- From: Boris Zbarsky <bzbarsky@mit.edu>
- Date: Thu, 29 Jan 2015 21:50:25 -0500
- To: Yehuda Katz <wycats@gmail.com>
- CC: Allen Wirfs-Brock <allen@wirfs-brock.com>, es-discuss <es-discuss@mozilla.org>, "public-script-coord@w3.org" <public-script-coord@w3.org>
OK, let's just cc public-script-coord here too. For those just joining in: the question is whether Web IDL prototype members should be enumerable given that TC39 just decided that inline-declared methods on classes are not enumerable in ES6. On 1/29/15 9:45 PM, Yehuda Katz wrote: > Right, but that's precisely your point about API predictability. We > shouldn't mix and match based on whether we can get away with it, or > nobody will have any idea what to expect. I think that depends on where we can manage to draw the boundary. For example, drawing the boundary at "APIs that go to CR after March 15, 2015" or some such is ridiculous because no web developer should need to care about that.
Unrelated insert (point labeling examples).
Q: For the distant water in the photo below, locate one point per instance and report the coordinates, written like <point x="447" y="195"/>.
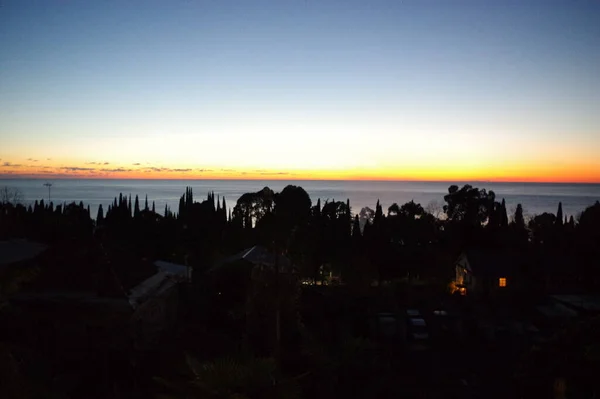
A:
<point x="536" y="198"/>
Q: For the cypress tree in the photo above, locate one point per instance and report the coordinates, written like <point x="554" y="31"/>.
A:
<point x="559" y="215"/>
<point x="136" y="208"/>
<point x="503" y="215"/>
<point x="356" y="228"/>
<point x="182" y="205"/>
<point x="519" y="219"/>
<point x="378" y="213"/>
<point x="100" y="215"/>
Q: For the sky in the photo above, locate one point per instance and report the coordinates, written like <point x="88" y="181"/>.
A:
<point x="294" y="89"/>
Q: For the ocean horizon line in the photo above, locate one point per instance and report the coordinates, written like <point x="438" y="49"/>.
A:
<point x="61" y="178"/>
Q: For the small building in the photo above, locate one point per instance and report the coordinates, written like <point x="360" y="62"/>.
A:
<point x="486" y="273"/>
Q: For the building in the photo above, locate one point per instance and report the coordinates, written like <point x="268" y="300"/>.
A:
<point x="488" y="273"/>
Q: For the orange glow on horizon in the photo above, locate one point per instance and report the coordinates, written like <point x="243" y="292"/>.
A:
<point x="581" y="173"/>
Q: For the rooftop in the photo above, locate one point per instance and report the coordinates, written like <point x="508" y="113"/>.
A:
<point x="14" y="251"/>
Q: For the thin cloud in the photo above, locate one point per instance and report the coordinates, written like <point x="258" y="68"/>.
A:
<point x="76" y="168"/>
<point x="116" y="170"/>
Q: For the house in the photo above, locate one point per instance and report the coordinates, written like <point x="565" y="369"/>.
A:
<point x="231" y="276"/>
<point x="487" y="273"/>
<point x="87" y="307"/>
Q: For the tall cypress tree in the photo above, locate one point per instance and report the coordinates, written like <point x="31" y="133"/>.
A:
<point x="559" y="215"/>
<point x="182" y="205"/>
<point x="519" y="219"/>
<point x="136" y="208"/>
<point x="503" y="214"/>
<point x="356" y="228"/>
<point x="378" y="213"/>
<point x="100" y="215"/>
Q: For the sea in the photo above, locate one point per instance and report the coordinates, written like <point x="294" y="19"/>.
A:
<point x="535" y="198"/>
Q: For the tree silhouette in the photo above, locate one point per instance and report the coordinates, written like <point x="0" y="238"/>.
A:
<point x="393" y="209"/>
<point x="519" y="220"/>
<point x="559" y="215"/>
<point x="504" y="215"/>
<point x="100" y="215"/>
<point x="136" y="209"/>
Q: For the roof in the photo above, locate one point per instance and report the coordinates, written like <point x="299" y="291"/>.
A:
<point x="581" y="302"/>
<point x="151" y="287"/>
<point x="14" y="251"/>
<point x="172" y="268"/>
<point x="258" y="255"/>
<point x="493" y="263"/>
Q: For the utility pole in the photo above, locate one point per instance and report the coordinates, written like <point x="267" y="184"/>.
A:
<point x="49" y="185"/>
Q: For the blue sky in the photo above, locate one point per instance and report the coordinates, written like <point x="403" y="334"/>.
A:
<point x="392" y="86"/>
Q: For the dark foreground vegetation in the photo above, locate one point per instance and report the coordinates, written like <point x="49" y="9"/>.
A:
<point x="282" y="298"/>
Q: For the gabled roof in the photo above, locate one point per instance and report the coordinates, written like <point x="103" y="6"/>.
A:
<point x="492" y="262"/>
<point x="14" y="251"/>
<point x="257" y="255"/>
<point x="172" y="268"/>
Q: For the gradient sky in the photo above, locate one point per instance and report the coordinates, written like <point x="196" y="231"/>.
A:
<point x="370" y="89"/>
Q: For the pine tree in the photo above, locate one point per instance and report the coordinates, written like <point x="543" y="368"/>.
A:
<point x="100" y="216"/>
<point x="136" y="207"/>
<point x="559" y="215"/>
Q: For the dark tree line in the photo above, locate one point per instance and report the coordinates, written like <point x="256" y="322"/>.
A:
<point x="329" y="238"/>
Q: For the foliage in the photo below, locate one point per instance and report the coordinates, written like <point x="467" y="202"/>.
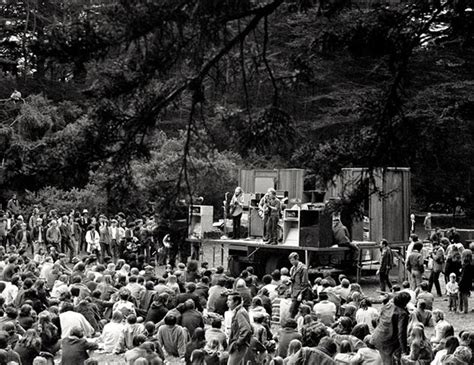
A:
<point x="211" y="174"/>
<point x="280" y="83"/>
<point x="63" y="201"/>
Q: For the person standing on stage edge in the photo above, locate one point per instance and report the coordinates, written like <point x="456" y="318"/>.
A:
<point x="240" y="330"/>
<point x="236" y="210"/>
<point x="274" y="208"/>
<point x="299" y="282"/>
<point x="386" y="261"/>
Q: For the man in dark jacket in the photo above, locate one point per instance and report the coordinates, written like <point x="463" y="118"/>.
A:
<point x="75" y="348"/>
<point x="240" y="330"/>
<point x="191" y="318"/>
<point x="386" y="260"/>
<point x="299" y="282"/>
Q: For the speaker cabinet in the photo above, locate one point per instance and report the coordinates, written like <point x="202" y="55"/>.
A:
<point x="256" y="223"/>
<point x="307" y="228"/>
<point x="200" y="220"/>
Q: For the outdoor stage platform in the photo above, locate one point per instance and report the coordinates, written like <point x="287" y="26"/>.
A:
<point x="235" y="255"/>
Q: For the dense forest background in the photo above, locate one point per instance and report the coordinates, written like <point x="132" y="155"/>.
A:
<point x="132" y="104"/>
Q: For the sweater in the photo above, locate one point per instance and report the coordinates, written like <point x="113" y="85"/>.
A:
<point x="173" y="340"/>
<point x="75" y="350"/>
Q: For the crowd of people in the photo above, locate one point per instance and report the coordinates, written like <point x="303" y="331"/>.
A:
<point x="67" y="294"/>
<point x="142" y="240"/>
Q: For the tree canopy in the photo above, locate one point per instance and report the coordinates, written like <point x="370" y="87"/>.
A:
<point x="150" y="100"/>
On the other hand, drawing it at "Stuff on nodes is enumerable, stuff on everything else is not enumerable" is something I could at least live with (though there are complications here around EventTarget). The more complicated the description of what is and isn't enumerable, the worse it is, of course; an actual list of just "whatever we managed to get away with" is no good as you say. -Boris P.S. In case I hadn't mentioned it before, there are already UA inconsistencies in what's enumerable right now; e.g. in some UAs toString on various DOM things with stringifiers is not enumerable.